February 2008

Why Sailboats Sink And Five Tips To Prevent It

BoatU.S. Opens Its Insurance Claims Files

ALEXANDRIA, Va. — A study of 100 sailboat sinkings from the BoatU.S. Insurance claims files could help prevent your sailboat from becoming a statistic. “The sinkings were found to be divided evenly into two broad categories – those that sank at the dock and those that sank while underway,” said BoatU.S. Marine Insurance Technical Director Bob Adriance.

“However, when it came to sinking underway, a sailboat’s deep draft became the obvious factor,” Adriance continued. Striking a submerged object was found to cause 40 percent of the sinkings while underway.

Next on the underway list was a broken prop shaft or strut (16 percent) and damaged or deteriorated fittings below the waterline (16 percent). “Prop shaft corrosion seems to be a bigger issue with sailboats than with powerboats as auxiliary sailboat engines are not run as often, allowing corrosion to set in,” added Adriance.

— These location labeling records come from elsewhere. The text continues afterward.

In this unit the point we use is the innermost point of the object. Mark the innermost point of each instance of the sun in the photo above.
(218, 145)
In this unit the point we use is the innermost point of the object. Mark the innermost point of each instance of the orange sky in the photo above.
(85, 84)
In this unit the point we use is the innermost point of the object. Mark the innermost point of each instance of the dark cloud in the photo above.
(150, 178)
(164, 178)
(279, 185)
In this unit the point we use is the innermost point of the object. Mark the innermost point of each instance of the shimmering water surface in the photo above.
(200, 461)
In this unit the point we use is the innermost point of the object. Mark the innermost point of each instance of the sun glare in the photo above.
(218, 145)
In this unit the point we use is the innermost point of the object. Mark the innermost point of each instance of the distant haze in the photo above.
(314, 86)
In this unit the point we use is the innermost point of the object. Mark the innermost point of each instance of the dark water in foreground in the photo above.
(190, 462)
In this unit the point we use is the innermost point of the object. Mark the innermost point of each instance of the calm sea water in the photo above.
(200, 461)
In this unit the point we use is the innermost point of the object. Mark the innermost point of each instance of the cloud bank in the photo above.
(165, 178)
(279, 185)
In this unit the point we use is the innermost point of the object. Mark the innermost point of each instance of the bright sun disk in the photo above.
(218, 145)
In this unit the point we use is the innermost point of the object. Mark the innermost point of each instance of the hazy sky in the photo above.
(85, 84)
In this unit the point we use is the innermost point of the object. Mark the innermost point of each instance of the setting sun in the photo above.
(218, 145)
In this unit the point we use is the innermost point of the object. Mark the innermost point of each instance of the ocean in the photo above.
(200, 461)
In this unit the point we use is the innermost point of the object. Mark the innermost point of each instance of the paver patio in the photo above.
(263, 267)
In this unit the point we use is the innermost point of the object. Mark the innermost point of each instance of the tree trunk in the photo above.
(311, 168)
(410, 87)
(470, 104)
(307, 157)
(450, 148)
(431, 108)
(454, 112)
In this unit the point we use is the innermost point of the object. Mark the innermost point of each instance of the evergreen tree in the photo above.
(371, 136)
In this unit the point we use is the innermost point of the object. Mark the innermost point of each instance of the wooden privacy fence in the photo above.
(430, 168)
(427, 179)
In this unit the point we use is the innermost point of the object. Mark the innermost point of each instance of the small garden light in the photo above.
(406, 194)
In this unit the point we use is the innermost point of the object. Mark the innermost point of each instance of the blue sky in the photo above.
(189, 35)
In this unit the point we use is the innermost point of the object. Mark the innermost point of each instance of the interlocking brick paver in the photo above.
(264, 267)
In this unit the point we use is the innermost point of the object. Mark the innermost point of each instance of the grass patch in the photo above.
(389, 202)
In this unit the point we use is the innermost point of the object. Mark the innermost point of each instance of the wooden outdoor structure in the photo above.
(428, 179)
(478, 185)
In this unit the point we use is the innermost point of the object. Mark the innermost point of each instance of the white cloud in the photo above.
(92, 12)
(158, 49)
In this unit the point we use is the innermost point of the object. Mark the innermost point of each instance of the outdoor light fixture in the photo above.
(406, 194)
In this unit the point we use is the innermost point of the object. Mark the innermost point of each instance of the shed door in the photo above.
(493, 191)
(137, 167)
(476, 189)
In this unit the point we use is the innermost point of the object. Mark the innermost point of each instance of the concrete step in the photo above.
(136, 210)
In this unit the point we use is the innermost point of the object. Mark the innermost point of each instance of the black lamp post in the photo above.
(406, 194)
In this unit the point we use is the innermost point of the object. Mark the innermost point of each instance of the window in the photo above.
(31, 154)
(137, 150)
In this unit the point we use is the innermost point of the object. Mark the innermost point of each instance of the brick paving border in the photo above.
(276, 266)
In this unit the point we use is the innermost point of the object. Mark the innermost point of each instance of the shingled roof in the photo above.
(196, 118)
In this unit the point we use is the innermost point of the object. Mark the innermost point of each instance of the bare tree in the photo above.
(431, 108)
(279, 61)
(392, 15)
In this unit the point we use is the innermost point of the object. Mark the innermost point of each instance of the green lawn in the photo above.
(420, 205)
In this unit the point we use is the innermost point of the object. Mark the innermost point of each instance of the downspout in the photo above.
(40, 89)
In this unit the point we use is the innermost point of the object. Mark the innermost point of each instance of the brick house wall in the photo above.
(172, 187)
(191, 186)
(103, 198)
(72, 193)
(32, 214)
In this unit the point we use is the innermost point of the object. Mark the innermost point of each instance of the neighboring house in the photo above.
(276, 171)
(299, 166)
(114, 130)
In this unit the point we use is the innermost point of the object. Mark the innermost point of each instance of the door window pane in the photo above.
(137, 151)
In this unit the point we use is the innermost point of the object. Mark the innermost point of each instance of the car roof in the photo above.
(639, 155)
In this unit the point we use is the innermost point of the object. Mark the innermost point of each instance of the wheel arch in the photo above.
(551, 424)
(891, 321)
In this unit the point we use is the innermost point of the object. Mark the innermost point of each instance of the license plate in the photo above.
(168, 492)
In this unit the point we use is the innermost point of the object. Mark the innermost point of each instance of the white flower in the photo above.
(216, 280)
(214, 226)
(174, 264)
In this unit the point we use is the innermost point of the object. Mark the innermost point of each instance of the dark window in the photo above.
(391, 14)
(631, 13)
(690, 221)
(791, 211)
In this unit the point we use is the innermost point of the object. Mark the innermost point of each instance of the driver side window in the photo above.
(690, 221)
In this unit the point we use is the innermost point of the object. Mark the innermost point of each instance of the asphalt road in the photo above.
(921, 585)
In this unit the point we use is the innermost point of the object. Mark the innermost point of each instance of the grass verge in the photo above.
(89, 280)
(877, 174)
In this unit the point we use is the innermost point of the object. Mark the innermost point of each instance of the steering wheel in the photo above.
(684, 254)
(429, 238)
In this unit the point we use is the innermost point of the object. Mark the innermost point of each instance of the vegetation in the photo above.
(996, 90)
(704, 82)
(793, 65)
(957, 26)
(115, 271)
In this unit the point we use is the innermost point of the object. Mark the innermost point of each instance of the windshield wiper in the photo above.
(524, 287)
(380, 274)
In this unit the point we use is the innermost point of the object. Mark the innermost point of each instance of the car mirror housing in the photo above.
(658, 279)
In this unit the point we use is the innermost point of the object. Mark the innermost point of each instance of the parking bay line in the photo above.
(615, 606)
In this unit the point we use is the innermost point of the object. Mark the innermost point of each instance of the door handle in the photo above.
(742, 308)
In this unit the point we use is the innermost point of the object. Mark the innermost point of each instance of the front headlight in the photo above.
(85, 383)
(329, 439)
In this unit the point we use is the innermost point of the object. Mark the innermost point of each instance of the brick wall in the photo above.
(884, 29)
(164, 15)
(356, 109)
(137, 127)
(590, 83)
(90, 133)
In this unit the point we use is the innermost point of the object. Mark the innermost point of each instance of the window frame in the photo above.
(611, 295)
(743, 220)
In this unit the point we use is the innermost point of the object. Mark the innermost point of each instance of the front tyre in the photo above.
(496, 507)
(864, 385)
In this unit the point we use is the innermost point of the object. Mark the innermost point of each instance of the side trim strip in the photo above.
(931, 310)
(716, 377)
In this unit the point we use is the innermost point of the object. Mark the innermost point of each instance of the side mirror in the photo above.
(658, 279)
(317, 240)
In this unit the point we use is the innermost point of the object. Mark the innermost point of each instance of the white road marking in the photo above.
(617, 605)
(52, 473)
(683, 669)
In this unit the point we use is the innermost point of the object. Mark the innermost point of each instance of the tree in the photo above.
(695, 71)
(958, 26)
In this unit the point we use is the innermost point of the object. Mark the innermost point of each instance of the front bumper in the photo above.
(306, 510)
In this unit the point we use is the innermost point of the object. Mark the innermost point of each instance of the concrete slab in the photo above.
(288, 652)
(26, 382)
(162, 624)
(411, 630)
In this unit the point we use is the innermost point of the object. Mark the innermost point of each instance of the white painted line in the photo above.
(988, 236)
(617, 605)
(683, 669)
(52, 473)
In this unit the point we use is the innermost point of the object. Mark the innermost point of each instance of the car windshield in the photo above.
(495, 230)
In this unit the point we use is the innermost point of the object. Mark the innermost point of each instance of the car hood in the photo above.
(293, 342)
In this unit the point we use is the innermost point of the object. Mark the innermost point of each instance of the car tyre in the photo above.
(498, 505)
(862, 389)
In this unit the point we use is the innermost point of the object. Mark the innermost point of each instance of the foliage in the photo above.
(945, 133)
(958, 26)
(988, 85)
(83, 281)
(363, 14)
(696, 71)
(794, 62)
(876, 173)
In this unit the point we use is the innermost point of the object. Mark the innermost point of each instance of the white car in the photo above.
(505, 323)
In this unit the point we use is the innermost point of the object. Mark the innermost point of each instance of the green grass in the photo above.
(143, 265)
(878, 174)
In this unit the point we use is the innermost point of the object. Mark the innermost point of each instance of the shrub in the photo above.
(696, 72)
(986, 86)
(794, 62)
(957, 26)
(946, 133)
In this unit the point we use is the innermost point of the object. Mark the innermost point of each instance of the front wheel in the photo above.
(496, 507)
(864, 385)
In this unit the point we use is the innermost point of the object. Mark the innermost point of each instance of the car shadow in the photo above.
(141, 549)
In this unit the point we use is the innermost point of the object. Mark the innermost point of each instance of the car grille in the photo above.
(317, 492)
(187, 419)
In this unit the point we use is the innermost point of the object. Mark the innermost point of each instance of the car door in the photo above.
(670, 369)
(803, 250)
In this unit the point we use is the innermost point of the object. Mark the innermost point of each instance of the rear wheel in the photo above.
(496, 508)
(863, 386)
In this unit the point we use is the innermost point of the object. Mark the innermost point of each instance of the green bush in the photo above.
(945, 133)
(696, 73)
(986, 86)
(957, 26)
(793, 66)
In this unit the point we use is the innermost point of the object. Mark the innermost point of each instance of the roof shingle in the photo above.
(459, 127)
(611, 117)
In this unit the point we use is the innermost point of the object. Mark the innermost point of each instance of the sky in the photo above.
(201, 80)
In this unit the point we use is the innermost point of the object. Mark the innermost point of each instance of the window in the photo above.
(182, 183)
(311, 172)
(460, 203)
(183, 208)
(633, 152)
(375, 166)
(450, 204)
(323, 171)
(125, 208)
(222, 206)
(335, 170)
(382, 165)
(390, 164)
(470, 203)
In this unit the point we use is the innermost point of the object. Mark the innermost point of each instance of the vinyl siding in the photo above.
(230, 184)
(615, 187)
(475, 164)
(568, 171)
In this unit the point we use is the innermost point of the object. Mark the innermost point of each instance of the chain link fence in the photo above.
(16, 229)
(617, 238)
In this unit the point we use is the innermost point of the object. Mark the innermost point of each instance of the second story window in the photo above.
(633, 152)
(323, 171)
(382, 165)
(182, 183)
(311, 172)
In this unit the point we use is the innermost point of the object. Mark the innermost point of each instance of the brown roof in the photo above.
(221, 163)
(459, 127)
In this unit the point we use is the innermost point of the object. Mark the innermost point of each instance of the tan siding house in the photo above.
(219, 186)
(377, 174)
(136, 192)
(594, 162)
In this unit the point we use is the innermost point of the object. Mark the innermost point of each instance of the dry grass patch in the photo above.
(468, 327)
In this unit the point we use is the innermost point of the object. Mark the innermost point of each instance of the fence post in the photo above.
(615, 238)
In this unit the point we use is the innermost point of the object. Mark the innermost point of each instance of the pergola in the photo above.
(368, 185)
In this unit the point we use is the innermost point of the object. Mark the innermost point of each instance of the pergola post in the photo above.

The most common cause of dockside sinkings were found to be the result of deteriorated or damaged or corroded fittings such as intakes, seacocks, and drains below the waterline. Stuffing box leaks were number two on the dockside list.

The complete study results are as follows:

Sinking At The Dock

Below waterline fitting: 44 percent
Stuffing box leak: 33 percent
Keel and centerboard: 7 percent
Rain: 7 percent
Head back-siphoning: 3 percent
Above waterline fitting: 3 percent
City Water hookup: 3 percent

Sinking Underway

Struck submerged object: 40 percent
Prop shaft or strut: 16 percent
Below waterline fitting: 16 percent
Grounding: 8 percent
Stuffing box leak: 8 percent
Storm/knockdowns: 8 percent
Above waterline fitting: 4 percent

Five Tips To Prevent A Sailboat’s Sinking:

  • Any time your boat hits bottom, immediately inspect the bilge and keel bolts or centerboard pennant and hinge. To be safe, inspect again an hour later.

  • Routinely — twice a season — inspect all below the waterline fittings, hoses, and hardware. If the fitting is long enough, it’s good practice to have two marine-rated stainless steel clamps on all hose ends. Any hoses showing signs of rot should be immediately replaced.

  • When at rest, stuffing boxes should never leak. If leaking persists after the packing gland nut has been tightened, the packing must be replaced.

  • Don’t ignore through-hull fittings or hoses that are installed above the waterline. While they may appear to be “safely” above the water level, they can leak when heeled over in a seaway, or when snow or ice forces the boat under.

  • A winter haul out is the perfect time to inspect the prop shaft and cutless bearing.